ぐるりと旋回し、三人掛かりでドラゴンの巨体を隈なく確認していく。
背中や頭部、尻尾ではない。肩や前脚、後脚にもそれらしい部分は見つからない。
高度を下げ、更に近付いてもらう。
「……あーあ、あんな姿になっちまって」
小さな声で間者さんが呟いた。
いつもは食ってかかるイナトリも、今は黙ってそれを聞いている。イナトリ自身もシヴァには複雑な思いを抱いていた。こんな事になって何も思わないはずがない。

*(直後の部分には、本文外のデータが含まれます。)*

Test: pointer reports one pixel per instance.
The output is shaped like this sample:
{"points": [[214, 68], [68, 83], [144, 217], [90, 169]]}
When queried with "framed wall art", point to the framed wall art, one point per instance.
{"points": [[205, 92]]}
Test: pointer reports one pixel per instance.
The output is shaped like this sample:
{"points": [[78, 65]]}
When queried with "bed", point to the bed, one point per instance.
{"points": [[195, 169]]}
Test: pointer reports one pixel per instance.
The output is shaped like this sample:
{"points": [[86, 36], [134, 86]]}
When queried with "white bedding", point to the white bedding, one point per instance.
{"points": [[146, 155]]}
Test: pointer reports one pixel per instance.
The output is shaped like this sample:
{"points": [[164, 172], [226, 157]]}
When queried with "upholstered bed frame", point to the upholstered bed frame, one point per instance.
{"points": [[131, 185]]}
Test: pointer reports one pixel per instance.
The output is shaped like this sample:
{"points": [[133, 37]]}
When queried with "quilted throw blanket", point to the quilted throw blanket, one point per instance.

シヴァの前方約十五メートルくらいの位置まで近付くと、向こうもこちらに気付いたようで、一際大きな声で吼えた。
空気がビリビリと振動する。
僕達を叩き落とすつもりか、前脚が高く持ち上げられた。
「あ」
その時、三人同時に見つけた。
ドラゴンの左胸、人間で言えば心臓の真上くらいの位置の鱗だけが色が薄くなっている。間違いない、ここだ。
「あそこ、他の部分よりは防御力が低いと思う」
「んじゃ辺境伯に伝えてくるっす」
「シヴァに聞かれるとまずい。盗聴阻害の範囲内でお願い」
「りょーかい」
そう言って、間者さんはサクラちゃんの背から飛び降りた。二十メートルくらい高さあるんだけど躊躇なしか。すごいな。
「一気に狙ったほうがいいよね」
「ん、アーニャ様達にも伝えよう」
再びサクラちゃんにバルコニー近くに寄ってもらい、イナトリの手を借りて降りる。
「シヴァの弱点……ってわけじゃないけど、弱い部分を見つけたから、みんなで一点集中攻撃を仕掛けたいんだけど」
「承知しましたヤモリ殿!」
「よし、さっさと片付けるぞ!」
アリストスさんと学者貴族さんはすぐにバルコニーから飛び降りて現場に向かった。まだどこを狙うか教えてないんですけど。兄弟そろって勇み足が過ぎる。
「ヤモリ、どういうことだい」
「鱗を剥がした痕が左胸部分にあります。再生して新しい鱗が生えてるけど、他よりは格段に弱い部分のはずです」
「……なるほどねぇ。闇雲に攻撃するよりは良さそうだ」
「確かに。試す価値はあるね」
説明したら、アーニャさんとオルニスさんも理解を示してくれた。
「総攻撃を仕掛ける。これが最後だ」
再び王様が号令を掛ける。
最強の魔獣を倒す為の最後の戦いが始まった。
いよいよクライマックスです
引き続き応援よろしくお願いいたします!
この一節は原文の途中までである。